The inevitable happened, and my flour supply morphed away from the familiar collection of yellow-bagged bread flours, the kind I’ve been baking with for years and years like a loyal customer and into other brands. I shook the last dregs from my bags of “Best for Bread” and multigrain mixes.

I then used up the last quarter(ish) bag of AP we keep on hand for cookies and pancakes.

Loaves 59 & 60 of the pandemic sourdough legacy are a mix of flours. The starter is a bit of yellow-bagged whole wheat and a bit of yellow-bagged all purpose. The bread-proper is a store brand generic AP that I picked up a month ago when flour shortages were still rampant.

I’m in the land of uncharted ingredient brands.

If this post comes across as flour-elitist, I don’t intend it that way. In all likelihood the bag of generic AP in my pantry was pacakged in the same factory from the same mill as the yellow-bagged stuff that I usually buy. I am simply amused that (a) I baked 58 loaves of bread (and a few dozen batches of pancakes) from the flour I had on-hand at the start of this pandemic (like, seriously) and (b) the fact that I feel — felt — a lingering if irrational disloyalty to a raw ingredient as I tore in the new bag and started mixing up my latest batch of bread.

The only measurable consequence to the new flour, if I’m being honest, is that for the first time in 60 loaves I baked what was essentially a white bread sourdough — or at most a five pecent grain loaf if one counts what the composition of the starter which will have some ever-halving percentage of whole grains for a very long time.

I christened the new loaves with a couple of delicious grilled cheese sandwiches.

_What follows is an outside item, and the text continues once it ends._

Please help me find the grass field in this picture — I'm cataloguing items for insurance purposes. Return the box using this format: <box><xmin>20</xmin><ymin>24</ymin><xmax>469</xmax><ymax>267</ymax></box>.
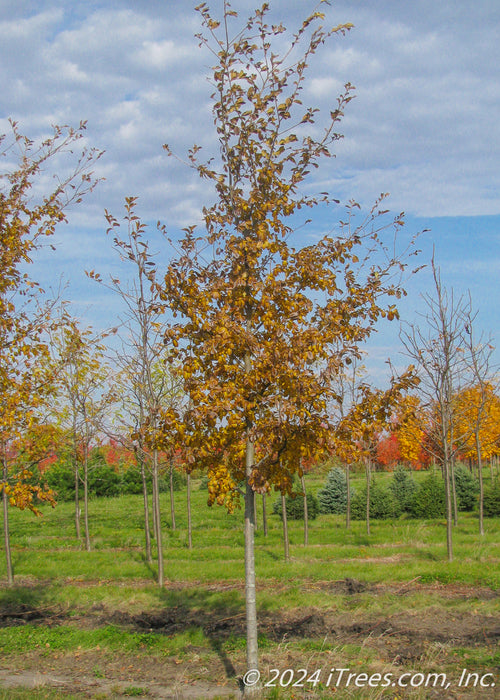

Obviously.

Fresh, thick slices of sourdough bread. A bit of grated cheddar. Some butter. And a hot cast iron pan.

Sixty loaves further cemented the pandemic sourdough in my mind as a kind of family legacy.

As I write this we’ve been in a state of quasi-isolation and lockdown for one hundred and twelve days. Eleven and a half million people have had or now have a severe communicable viral infection. Over half a million people have died. The economy has crashed. Borders have closed. The world has foundationally changed.

During that time I’ve fed my family with a few bags of flour and a gooey lump of yeast-filled sludge. When we look back at 2020, when the kid tells the story of this year to some future generation of kids, it would be impossible to tell our version without a buttered slice of sourdough to gnaw on along with it.

“Months and months passed, and every day there was this bread to blend, to bake, to eat.”

I dehydrated a bit of my starter and stuck away for safekeeping. It may never be needed, but it would be a shame if someday it were lost and the story of five dozen loaves — probably dozens more to come — were not recalled with something to taste along with it… whatever colour of bag the flour comes out of.